W programie spotkania znalazły się m.in.:
- prelekcja: Zgniotek cynobrowy Cucujus cinnaberinus Scopoli, 1763 w Radomiu,
- prelekcja: Liczebność i rozmieszczeni dzierlatki w Radomiu w latach 2008-2012,
- dyskusja nt. aktualnej problematyki ochrony przyrody w mieście i regionie.
Obie prelekcje będą dotyczyć chronionych gatunków zwierząt występujących w Radomiu.
******
Zgniotek cynobrowy jest chrząszczem, reliktem lasów pierwotnych, jego występowanie w centrum naszego miasta było niespodziewanym odkryciem. Niestety mała radomska populacja przetrwała tylko niespełna rok. Drzewa, na których występował chrząszcz, zostały wycięte i wraz z nimi zniknął prawdziwy unikat. Populacja tych niewielkich owadów żyła w dolinie Mlecznej prawdopodobnie jeszcze przed osiedleniem się tu we wczesnym średniowieczu pierwszych radomian i mimo rewolucyjnych zmian w środowisku przetrwała kolejne stulecia by zniknąć właśnie wtedy, gdy powinny nadejść dla niej lepsze czasy, gdzie idee ochrony przyrody zostały rozpowszechnione i cywilizacja postawiła sobie jako jeden z celów koegzystencję ze światem przyrody.
Dzierlatka jest blisko spokrewnionym ze skowronkiem ptakiem przybyłym z południa Europy. To typowy mieszkaniec stepów, który znalazł w rolniczym krajobrazie naszego regionu dogodne miejsce do życia. Jednak w ostatnich dekadach z nie do końca rozpoznanych powodów zupełnie zniknął z wiejskiego krajobrazu. Ostatnia populacja przetrwała w naszym mieście, ale i tu jej dni wydają się być policzone. Tylko aktywna ochrona w okresie lęgowym może sprawić, że ten ptak nadal będzie cieszył nasze oczy i uszy.
Będziemy mówić o zupełnie dwóch różnych gatunkach, które łączy jedynie fakt, że występują na terenie naszego miasta. Chcielibyśmy, żeby w trakcie spotkania odbyła się dyskusja na temat obecności przyrody w miastach. Najczęściej jesteśmy przyzwyczajeni, że ma ona swoje miejsce w parkach narodowych, rezerwatach i może obszarach Natura 2000, a poza nimi władamy środowiskiem w sposób niepodzielny spychając świat przyrody na drugi plan. W dużych miastach ten proces osiąga największe natężenie. Tutaj występuje tylko wąska grupa organizmów, które nauczyły się żyć w sąsiedztwie człowieka.
Musimy odpowiedzieć sobie na pytanie czy godzimy się na taki stan rzeczy czy wolimy, żeby również pod naszymi domami występowały zwierzęta i rośliny obecnie rzadsze i nietypowe dla siedlisk antropogenicznych.
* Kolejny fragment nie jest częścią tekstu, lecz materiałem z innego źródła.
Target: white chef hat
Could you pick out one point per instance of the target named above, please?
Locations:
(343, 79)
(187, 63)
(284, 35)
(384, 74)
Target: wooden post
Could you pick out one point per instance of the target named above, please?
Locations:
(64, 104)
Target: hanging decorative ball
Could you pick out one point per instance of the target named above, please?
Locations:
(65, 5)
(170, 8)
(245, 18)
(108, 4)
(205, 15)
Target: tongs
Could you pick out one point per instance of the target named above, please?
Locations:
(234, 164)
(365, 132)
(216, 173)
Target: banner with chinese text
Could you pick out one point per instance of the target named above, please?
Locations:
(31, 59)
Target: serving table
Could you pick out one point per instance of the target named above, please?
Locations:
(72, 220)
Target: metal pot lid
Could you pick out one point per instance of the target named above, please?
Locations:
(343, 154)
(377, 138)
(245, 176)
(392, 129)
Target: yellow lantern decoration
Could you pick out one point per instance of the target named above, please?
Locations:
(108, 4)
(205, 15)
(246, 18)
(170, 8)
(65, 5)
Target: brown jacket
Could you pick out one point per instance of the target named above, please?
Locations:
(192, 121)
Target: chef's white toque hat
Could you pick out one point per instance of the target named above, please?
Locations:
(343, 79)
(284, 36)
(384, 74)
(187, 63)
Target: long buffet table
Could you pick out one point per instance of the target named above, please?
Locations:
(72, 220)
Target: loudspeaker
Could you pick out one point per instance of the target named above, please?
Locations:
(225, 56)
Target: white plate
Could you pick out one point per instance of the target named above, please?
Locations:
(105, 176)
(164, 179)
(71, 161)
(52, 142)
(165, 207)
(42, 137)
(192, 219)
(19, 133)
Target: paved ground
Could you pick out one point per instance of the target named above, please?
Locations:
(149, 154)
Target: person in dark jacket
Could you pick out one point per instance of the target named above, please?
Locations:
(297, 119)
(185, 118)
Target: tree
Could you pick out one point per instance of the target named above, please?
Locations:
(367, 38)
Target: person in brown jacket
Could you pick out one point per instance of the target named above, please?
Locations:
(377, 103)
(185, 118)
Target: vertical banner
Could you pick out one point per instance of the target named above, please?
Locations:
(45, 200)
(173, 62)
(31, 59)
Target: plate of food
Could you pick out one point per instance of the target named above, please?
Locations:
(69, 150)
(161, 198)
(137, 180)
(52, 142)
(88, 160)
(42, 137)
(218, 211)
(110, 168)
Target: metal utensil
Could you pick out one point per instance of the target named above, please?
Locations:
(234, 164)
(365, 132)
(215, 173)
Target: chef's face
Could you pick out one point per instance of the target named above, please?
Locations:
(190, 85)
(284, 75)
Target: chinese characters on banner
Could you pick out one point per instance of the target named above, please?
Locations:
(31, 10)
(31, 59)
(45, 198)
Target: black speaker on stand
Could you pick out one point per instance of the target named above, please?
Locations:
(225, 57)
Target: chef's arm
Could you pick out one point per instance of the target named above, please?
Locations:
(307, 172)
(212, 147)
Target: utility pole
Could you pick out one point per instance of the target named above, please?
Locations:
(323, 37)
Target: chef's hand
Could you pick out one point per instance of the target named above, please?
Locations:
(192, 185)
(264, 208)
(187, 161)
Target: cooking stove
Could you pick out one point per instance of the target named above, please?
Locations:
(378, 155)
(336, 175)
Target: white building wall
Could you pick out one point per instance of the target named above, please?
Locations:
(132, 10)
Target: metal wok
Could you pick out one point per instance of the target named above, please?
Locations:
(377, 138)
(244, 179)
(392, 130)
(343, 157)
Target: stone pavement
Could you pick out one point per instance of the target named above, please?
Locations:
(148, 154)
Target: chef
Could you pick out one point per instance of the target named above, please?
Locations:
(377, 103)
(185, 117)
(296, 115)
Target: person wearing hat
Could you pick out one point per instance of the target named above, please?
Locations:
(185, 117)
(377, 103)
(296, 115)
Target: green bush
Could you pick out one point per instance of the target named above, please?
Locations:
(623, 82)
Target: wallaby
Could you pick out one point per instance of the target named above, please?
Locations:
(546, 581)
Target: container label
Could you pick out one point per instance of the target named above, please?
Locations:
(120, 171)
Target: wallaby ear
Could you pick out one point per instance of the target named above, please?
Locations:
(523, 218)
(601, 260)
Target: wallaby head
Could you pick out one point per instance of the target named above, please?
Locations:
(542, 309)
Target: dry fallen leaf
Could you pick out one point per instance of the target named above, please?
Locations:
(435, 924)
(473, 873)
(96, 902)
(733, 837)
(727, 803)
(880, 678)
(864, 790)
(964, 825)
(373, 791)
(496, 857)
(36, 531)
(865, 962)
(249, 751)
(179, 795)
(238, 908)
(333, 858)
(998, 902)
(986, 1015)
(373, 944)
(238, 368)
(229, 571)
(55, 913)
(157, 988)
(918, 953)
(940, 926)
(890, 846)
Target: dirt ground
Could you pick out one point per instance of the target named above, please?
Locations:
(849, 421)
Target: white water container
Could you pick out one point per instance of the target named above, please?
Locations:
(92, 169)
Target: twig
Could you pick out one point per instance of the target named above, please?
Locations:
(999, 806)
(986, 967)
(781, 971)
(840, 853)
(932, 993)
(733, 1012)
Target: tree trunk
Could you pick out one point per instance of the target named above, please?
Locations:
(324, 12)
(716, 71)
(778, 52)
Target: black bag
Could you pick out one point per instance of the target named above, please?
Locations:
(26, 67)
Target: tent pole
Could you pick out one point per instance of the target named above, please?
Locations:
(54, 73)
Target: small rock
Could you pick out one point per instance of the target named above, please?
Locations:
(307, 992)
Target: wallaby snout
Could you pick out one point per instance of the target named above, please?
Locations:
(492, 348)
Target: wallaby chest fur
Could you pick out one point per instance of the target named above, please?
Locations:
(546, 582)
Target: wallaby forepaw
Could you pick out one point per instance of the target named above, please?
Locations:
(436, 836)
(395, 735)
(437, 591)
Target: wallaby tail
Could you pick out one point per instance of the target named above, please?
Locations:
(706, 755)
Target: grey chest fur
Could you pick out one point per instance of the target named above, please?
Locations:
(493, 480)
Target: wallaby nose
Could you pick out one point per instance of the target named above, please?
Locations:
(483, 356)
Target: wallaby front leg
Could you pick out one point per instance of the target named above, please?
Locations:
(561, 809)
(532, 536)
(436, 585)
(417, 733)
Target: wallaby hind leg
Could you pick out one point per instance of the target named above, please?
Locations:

Jeśli odpowiemy twierdząco, pojawia się następny problem, mianowicie jak duże "ustępstwa" wobec przyrody jesteśmy w stanie zaakceptować. A może niepodzielne rządy samochodów i betonu w miastach są słuszne właśnie z punktu widzenia ochrony przyrody, może nie oglądając się na dzierlatkę, zgniotka, jerzyki inne miejskie chronione gatunki, powinniśmy uczynić miasta miejscami maksymalnie wygodnymi by skupić tu jak najwięcej ludzi i w rezultacie pozwolić przyrodzie rozwijać się swobodnie poza nimi?